Suspiros e pequenos gritos
Aquele Instituto, algumas capas negras, algumas caras pintadas, e os mesmos do costume. Desapareceram os tais que antes abraçavam por não ter mais quem abraçar. Deixaram um aroma a pinhal...
Está um calor que eu nem sempre consigo sentir, só chega para quem anda perdido em tantos corredores circulares, que nos obrigam a cruzar muitas vezes com quem menos esperamos, com quem não queremos. Ali o tempo parou, todos os relógios como numa comunhão de amizade, decidiram fazer greve. Para os que já notaram, as horas são mais vagarosas que o habitual, para os que ainda não deram conta o tempo é breve, como o início de um novo ciclo. Mas, para esses também hão de chegar as primeiras chuvas e depois o Inverno, longo e frio. Apareceram por curtos momentos, agasalhos. Mas não serão resistentes o suficiente para suportar a maior geada.

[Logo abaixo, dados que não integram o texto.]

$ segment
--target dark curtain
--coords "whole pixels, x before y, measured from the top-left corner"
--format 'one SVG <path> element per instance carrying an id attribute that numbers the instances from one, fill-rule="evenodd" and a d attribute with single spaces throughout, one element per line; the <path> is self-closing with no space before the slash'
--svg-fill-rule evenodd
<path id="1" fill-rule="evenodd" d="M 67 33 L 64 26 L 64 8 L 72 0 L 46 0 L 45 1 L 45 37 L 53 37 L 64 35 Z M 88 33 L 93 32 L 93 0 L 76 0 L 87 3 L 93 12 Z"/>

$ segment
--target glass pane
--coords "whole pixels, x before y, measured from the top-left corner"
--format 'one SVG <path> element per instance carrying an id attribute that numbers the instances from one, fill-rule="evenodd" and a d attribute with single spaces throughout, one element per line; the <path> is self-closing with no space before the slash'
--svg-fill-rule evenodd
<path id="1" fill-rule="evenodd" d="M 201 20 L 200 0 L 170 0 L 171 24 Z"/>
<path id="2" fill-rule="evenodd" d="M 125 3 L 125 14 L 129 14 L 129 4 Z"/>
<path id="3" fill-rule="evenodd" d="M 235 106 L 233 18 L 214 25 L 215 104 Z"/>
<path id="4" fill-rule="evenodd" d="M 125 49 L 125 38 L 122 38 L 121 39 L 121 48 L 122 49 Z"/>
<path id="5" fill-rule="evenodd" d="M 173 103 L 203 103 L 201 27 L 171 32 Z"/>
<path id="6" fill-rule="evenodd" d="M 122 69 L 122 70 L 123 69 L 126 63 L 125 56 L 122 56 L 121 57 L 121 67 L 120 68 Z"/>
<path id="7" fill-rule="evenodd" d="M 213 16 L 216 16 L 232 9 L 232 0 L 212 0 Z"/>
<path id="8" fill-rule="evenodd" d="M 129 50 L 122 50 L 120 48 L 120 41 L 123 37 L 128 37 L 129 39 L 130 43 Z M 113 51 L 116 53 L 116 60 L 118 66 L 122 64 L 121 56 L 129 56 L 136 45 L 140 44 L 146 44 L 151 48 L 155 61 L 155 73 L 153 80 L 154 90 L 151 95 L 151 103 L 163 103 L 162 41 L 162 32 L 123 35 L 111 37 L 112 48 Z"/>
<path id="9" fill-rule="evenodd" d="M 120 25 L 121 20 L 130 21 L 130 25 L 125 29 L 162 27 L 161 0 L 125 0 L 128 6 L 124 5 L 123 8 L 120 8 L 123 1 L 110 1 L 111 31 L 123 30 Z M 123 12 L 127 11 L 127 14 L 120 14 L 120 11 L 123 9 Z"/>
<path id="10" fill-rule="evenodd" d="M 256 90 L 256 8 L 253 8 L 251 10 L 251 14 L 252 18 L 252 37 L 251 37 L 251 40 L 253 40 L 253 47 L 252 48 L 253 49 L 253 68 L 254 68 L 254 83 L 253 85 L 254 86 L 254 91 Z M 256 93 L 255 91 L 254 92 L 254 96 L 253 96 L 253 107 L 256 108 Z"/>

Hum, o Sol vai custar tanto a penetrar por aquelas janelas tão escassas. Tantas paredes, quase uma prisão, sem cores.
Das aulas aos intervalos, do croissante quentinho à sandocha de atum, da calma à euforia dos trabalhos, do jardim à biblioteca, o mesmo sentimento de tristeza. Fazemos parte de um ciclo onde as férias são a fase mais diminuta, e estamos nele como os animais que se devoram sem piedade. Pessoas que se devoram, por uma nota, por uma imagem, por uma inveja.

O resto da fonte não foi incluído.